This strict limit on number is encoded in Bitcoin’s source code. This limitation is one of the primary reasons of Bitcoin’s value proposition – the rarer an item, the higher its value would be. It follows the basic economic principle of demand and supply – rising demand and limited supply cause sky-high pricing. About 18.50 million Bitcoins have been mined so far, meaning 89 percent of all the Bitcoin that will ever come into existence have already been brought into circulation. Its total market value exceeded $1tn in February this year.
There are more than 6,000 different cryptocurrencies that are traded publicly across the world. Due to the open creation process of mining a crypto, it is relatively easy to create one. However, the top twenty cryptocurrencies make up nearly 90% of the total crypto market.
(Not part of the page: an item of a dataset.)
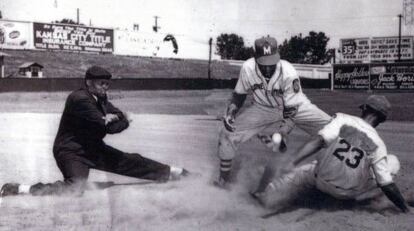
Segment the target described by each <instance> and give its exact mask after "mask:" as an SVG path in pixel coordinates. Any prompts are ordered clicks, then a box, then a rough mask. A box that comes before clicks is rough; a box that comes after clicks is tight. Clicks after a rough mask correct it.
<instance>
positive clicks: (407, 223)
mask: <svg viewBox="0 0 414 231" xmlns="http://www.w3.org/2000/svg"><path fill="white" fill-rule="evenodd" d="M230 93H231V92H230V91H208V92H204V91H191V92H170V91H163V92H114V93H113V94H111V98H112V99H113V101H114V103H115V104H116V105H119V106H120V107H121V108H122V109H124V110H127V111H132V112H134V114H133V120H134V121H133V122H132V124H131V127H130V128H129V129H127V130H126V131H125V132H123V133H121V134H118V135H113V136H108V137H106V142H107V143H109V144H111V145H113V146H114V147H117V148H120V149H122V150H125V151H128V152H139V153H141V154H143V155H145V156H148V157H151V158H154V159H157V160H160V161H162V162H165V163H169V164H174V165H179V166H185V167H186V168H188V169H190V170H191V171H192V172H194V173H195V174H193V176H191V177H189V178H187V179H184V180H183V181H177V182H170V183H166V184H154V183H148V182H145V181H140V180H136V179H132V178H128V177H122V176H117V175H113V174H108V173H103V172H99V171H92V173H91V175H90V181H95V182H108V181H113V182H115V183H116V185H114V186H112V187H108V188H106V189H100V190H98V189H91V190H88V191H87V192H86V193H85V194H84V195H83V196H82V197H76V198H73V197H53V196H46V197H32V196H28V195H25V196H18V197H8V198H4V199H3V201H2V204H1V207H0V230H384V231H385V230H412V227H414V220H413V219H412V215H405V214H400V213H399V212H398V210H397V209H396V208H395V207H394V206H393V205H392V204H391V203H390V202H388V201H386V200H384V201H381V203H378V204H370V205H344V204H342V203H340V202H338V201H334V200H329V198H328V199H324V198H319V201H317V202H315V203H311V204H308V203H302V204H300V203H299V204H298V205H297V206H295V207H293V208H292V210H291V211H288V212H286V213H283V214H280V215H277V216H274V217H271V218H269V219H262V218H260V216H261V215H263V214H265V213H267V212H268V211H266V210H264V209H263V208H261V207H260V206H258V205H257V204H256V203H255V202H254V201H252V200H251V199H250V198H249V196H248V192H249V190H251V189H252V188H254V187H255V186H256V183H257V180H258V177H259V175H260V174H261V172H262V171H263V166H264V164H265V163H266V161H267V159H268V155H270V152H269V150H267V149H266V147H263V146H262V145H261V144H260V143H259V141H258V140H256V139H252V140H250V141H248V142H247V143H245V144H243V145H242V146H241V148H240V155H239V156H238V160H240V163H241V164H240V170H239V172H238V177H237V182H236V184H235V185H234V187H233V188H232V190H231V191H229V192H227V191H224V190H220V189H217V188H215V187H213V186H212V185H211V182H212V179H213V178H214V177H215V172H216V166H217V158H216V148H217V133H218V129H219V127H220V121H218V120H217V116H218V115H219V114H220V113H221V112H222V111H223V110H224V106H225V101H226V99H227V98H228V96H229V95H230ZM66 95H67V93H31V94H13V93H7V94H0V102H1V103H0V111H1V113H0V126H1V127H2V128H3V129H1V130H0V155H1V156H2V157H3V159H2V162H1V163H0V169H1V170H0V184H3V183H5V182H21V183H36V182H38V181H43V182H50V181H55V180H59V179H61V175H60V172H59V170H58V169H57V167H56V164H55V162H54V159H53V156H52V154H51V149H52V143H53V139H54V135H55V133H56V129H57V125H58V122H59V117H60V112H61V110H62V109H63V103H64V99H65V97H66ZM324 95H325V93H324V92H321V93H317V92H314V93H312V94H311V95H310V96H311V98H312V99H313V100H314V101H318V100H320V101H321V102H322V101H323V102H325V103H326V104H324V103H322V104H321V107H327V108H328V106H329V105H328V102H330V103H332V102H333V101H334V100H333V99H331V98H328V99H323V96H324ZM362 96H363V95H362ZM362 96H361V95H359V96H358V97H362ZM404 96H405V97H403V98H405V99H404V100H406V101H410V100H411V104H412V99H408V97H407V95H404ZM358 97H357V95H355V97H353V99H354V100H356V101H358V100H360V98H358ZM393 97H397V96H391V97H389V98H391V99H392V100H396V99H394V98H393ZM322 99H323V100H322ZM400 100H401V101H402V100H403V99H400ZM355 103H356V102H348V103H344V104H343V108H344V110H353V107H351V106H350V105H351V104H355ZM397 103H398V102H397ZM401 104H402V103H401ZM347 105H349V106H347ZM330 107H331V108H329V109H328V110H335V109H336V108H338V105H331V106H330ZM410 107H411V106H410V105H407V108H410ZM407 108H404V110H402V111H407V110H411V112H409V113H412V109H407ZM344 112H347V111H344ZM351 112H354V111H351ZM355 112H357V110H356V111H355ZM393 115H394V116H395V117H394V118H399V117H398V116H397V115H396V114H395V113H394V114H393ZM378 130H379V133H380V135H381V137H383V139H384V141H385V142H386V144H387V145H388V150H389V152H390V153H393V154H395V155H397V156H398V157H399V158H400V161H401V163H402V169H401V172H400V175H399V176H398V177H397V178H396V182H397V184H399V185H400V188H401V190H402V192H403V193H404V194H409V193H412V192H413V190H412V185H413V183H414V179H413V178H412V177H411V176H412V175H413V174H414V169H413V168H412V166H413V165H414V159H413V158H412V150H414V144H413V143H412V140H413V139H414V123H412V122H401V121H395V120H394V121H390V122H387V123H385V124H383V125H381V126H380V127H379V129H378ZM306 139H307V136H306V135H305V134H304V133H303V132H301V131H300V130H294V132H293V133H292V135H291V138H290V142H289V145H290V147H291V148H290V149H289V151H288V153H286V154H284V155H290V154H291V152H293V150H295V149H296V148H297V147H298V146H299V145H300V144H301V143H302V142H304V141H305V140H306ZM280 159H281V160H282V159H283V155H280ZM280 164H282V163H280Z"/></svg>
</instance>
One of the chief criticisms of this market place is the volatility. Being operational for twenty-four hours means that it doesn’t have an opening and closing time, like your traditional stock market. You may switch off for 10 hours – and you might lose a fortune. The nature of volatility is also visible when one tweet from a major investor (read, Elon Musk) sent the Dogecoin in a tizzy. If risk is your thing, crypto is for you, you can end up on the winning or losing side in a matter of minutes. The introduction of possible government regulations is another factor which is contributing to this rising instability. The markets are not reacting well to such news and there is much debate on the legality of these cryptocurrencies.
China’s ban on cryptocurrency, and the increasing awareness among various governments that they need to define and control these digital assets, is a sign that most of them see this rapid rise as a threat to traditional financial institutions. There is also a fear that they pose financial risks to the uninitiated and naïve investors – who are just trying to ride the wave, but are generally unaware of the intricacies of this world. However, this has highlighted the importance of digital currencies and some first world nations have already proposed starting their versions of this ‘new-age’ currency.
As the popular saying goes, you may like it, you may dislike it, but you definitely cannot ignore it. Cryptocurrency may not replace physical currency as we know in the next 8-10 years – but it is definitely here to stay and will slowly and steadily become a viable investment option for one and all.